Par ailleurs, le soutien social est considéré comme ayant un effet atténuant sur la réponse au stress (stress buffering-effect) en modifiant la perception de la situation menaçante, en rendant ses conséquences moins importantes ou en fournissant des ressources pour s’y adapter (Joyce et al., 2003). Il en est de même pour les stratégies d’adaptation qui sont considérées comme ayant un effet modérateur sur la réponse au stress; elles viennent modifier la relation entre la situation stressante et les résultats de l’adaptation (Aneshensel, Pearlin, Mullan, Zarit, & Whitlatch, 1995; Lazarus & Folkman, 1984; Pearlin, Mullan, Semple, & Skaff, 1990). En effet, les facteurs modérateurs diminuent les impacts du stress en ayant un effet direct et bénéfique sur l’interaction stress/adaptation, agissant alors à la manière d’un facteur de protection. De même, Pearlin, Mullan, Semple et Skaff ainsi que Aneshensel et al., mentionnent que ces facteurs expliquent en partie pourquoi des personnes soumises au même événement stressant s’adaptent différemment (Aneshensel et al., 1995; Pearlin et al., 1990), dans la mesure où elles n’ont pas recours aux mêmes stratégies d’adaptation.

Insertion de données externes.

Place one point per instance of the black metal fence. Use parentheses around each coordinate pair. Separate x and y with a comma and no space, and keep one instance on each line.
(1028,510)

2.2.4.4 Le résultat de l’adaptation

Les modèles d’adaptation au stress mesurent généralement le résultat de l’adaptation par des indicateurs tels que l’état de bien-être des personnes, l’état de santé physique et mentale ainsi que les habiletés à occuper leurs rôles sociaux (Pearlin et al., 1990). Globalement, ces indicateurs permettent de mesurer la qualité de vie de la personne soumise à un stress, ce qui est directement lié à sa façon d’évaluer et de s’adapter à une situation stressante (Joyce et al., 2003). Selon Lazarus et Folkman, la présence d’un stress ne mène pas nécessairement à une détérioration de ces indicateurs, des stress majeurs pouvant aussi amener les personnes à utiliser des ressources adaptatives qu’elles ne croyaient pas posséder. De même, certaines personnes peuvent acquérir des forces dans une situation stressante qui pourront être mises à profit

lorsqu’elles auront à nouveau à composer avec un stress (Joyce et al., 2003). Ces auteurs soulignent l’importance de tenir compte de plusieurs indicateurs à la fois afin d’avoir une vision plus large du résultat de l’adaptation (Joyce et al., 2003).